Dans l’herbe au soleil et les seuls bruissements de la nature, un petit paon vient de naître. Quelques plans plus tard, enveloppé dans un linge blanc au creux d’une main, il n’est plus. Son corps repose au pied d’un arbre, ‘dans le frais cresson bleu’ dit la voix en off d’Alain Cavalier. Et pour se souvenir de cette minuscule et éphémère existence, le cinéaste fait construire un petit tombeau dans la clairière. Et, par de là les saisons, il revient, soulevant la neige, grattant la terre, vérifier que le fragile édifice résiste au temps.

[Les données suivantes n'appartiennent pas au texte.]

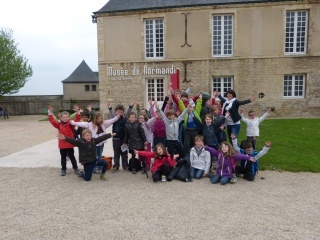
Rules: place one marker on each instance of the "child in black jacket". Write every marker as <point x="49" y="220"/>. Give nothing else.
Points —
<point x="87" y="153"/>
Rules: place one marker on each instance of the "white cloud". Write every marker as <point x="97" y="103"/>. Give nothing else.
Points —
<point x="55" y="36"/>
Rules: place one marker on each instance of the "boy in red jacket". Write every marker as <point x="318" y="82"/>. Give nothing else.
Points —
<point x="163" y="163"/>
<point x="64" y="127"/>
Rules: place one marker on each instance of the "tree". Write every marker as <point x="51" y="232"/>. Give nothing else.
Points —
<point x="14" y="67"/>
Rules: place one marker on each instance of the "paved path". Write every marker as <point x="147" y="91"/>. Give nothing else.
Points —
<point x="43" y="155"/>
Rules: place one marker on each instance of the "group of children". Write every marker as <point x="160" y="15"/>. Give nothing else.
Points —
<point x="183" y="127"/>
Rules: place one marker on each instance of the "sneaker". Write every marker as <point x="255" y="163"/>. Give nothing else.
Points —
<point x="81" y="173"/>
<point x="234" y="179"/>
<point x="103" y="177"/>
<point x="163" y="178"/>
<point x="114" y="169"/>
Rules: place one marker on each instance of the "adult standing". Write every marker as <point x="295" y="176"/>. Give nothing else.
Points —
<point x="231" y="105"/>
<point x="5" y="112"/>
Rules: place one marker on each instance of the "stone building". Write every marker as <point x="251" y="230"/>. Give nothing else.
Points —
<point x="266" y="48"/>
<point x="82" y="86"/>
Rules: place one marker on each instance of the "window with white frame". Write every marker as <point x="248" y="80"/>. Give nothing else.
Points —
<point x="296" y="32"/>
<point x="294" y="86"/>
<point x="222" y="35"/>
<point x="154" y="38"/>
<point x="155" y="90"/>
<point x="222" y="84"/>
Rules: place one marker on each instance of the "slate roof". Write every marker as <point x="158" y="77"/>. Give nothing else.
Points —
<point x="137" y="5"/>
<point x="82" y="74"/>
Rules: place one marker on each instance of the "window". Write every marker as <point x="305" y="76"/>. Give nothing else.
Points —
<point x="294" y="86"/>
<point x="222" y="84"/>
<point x="154" y="38"/>
<point x="222" y="42"/>
<point x="155" y="90"/>
<point x="296" y="32"/>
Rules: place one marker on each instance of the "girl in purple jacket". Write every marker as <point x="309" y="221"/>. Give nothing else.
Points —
<point x="227" y="158"/>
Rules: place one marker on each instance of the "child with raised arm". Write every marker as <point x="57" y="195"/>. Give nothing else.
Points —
<point x="66" y="149"/>
<point x="87" y="152"/>
<point x="227" y="158"/>
<point x="200" y="159"/>
<point x="163" y="163"/>
<point x="118" y="127"/>
<point x="135" y="138"/>
<point x="252" y="123"/>
<point x="146" y="124"/>
<point x="98" y="127"/>
<point x="247" y="168"/>
<point x="172" y="130"/>
<point x="231" y="105"/>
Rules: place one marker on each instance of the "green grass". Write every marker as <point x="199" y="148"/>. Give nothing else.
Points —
<point x="295" y="144"/>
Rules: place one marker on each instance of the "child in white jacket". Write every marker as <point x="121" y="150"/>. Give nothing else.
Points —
<point x="252" y="123"/>
<point x="199" y="159"/>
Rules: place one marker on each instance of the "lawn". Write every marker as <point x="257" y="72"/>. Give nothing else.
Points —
<point x="295" y="144"/>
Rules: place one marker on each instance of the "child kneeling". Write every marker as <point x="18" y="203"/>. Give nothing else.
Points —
<point x="87" y="152"/>
<point x="163" y="163"/>
<point x="199" y="159"/>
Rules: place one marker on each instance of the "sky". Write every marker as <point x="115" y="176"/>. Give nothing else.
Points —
<point x="55" y="36"/>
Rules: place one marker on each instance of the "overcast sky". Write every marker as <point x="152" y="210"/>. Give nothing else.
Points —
<point x="55" y="36"/>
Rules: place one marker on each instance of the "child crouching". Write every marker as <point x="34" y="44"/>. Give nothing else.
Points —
<point x="227" y="158"/>
<point x="163" y="163"/>
<point x="87" y="153"/>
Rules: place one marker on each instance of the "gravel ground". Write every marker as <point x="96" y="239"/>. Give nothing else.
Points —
<point x="36" y="203"/>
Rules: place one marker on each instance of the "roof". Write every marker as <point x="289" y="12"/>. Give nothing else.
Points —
<point x="137" y="5"/>
<point x="82" y="74"/>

Et ce geste, dans son apparente insignifiance, éclaire la démarche cinématographique dans son ensemble : les paysages et les saisons, les objets et les animaux, les visages humains, captés par la petite caméra vidéo, étrangement cadrés, souvent en gros plans, apparaissent comme autant de rites secrets pour suggérer ‘ une certaine beauté de la vie’ et surseoir à sa disparition.

Des objets et des mythes

Retrouvant dans son dépouillement l’innocence du cinéma des origines, le cinéaste filme des choses (du petit robot rouge à la coupelle remplie d’eau en passant par l’œuf en verre, l’ours géant en peluche, le fauteuil miniature en papier plié ou la chouette sculptée…) transcendées par le cadrage, se détachant d’un fond noir, dans un silence presque constant, traversé par le souffle de l’air ou la voix chaleureuse du conteur réalisateur. Associés aux plans lumineux de montagnes, de forêts et de clairières, ces drôles de plans font naître des figurations poétiques de grands mythes grecs et bibliques : Abraham, Jacob, l’enfant prodige, Ulysse, Calypso, Athéna…Aucune grandiloquence ni prétention érudite dans ces évocations minimalistes mais des sortes de ‘collages’ insolites, pleins d’humour, amenant notre regard à voir ‘derrière’ les apparences. ‘Ne me regarde pas avec ces grands yeux, j’adore me déguiser en chouette’ suggère Athéna à Ulysse….Ainsi nait progressivement une approche prosaïque d’un imaginaire collectif dans ce croisement avec les supports émotionnels, intimes du cinéaste.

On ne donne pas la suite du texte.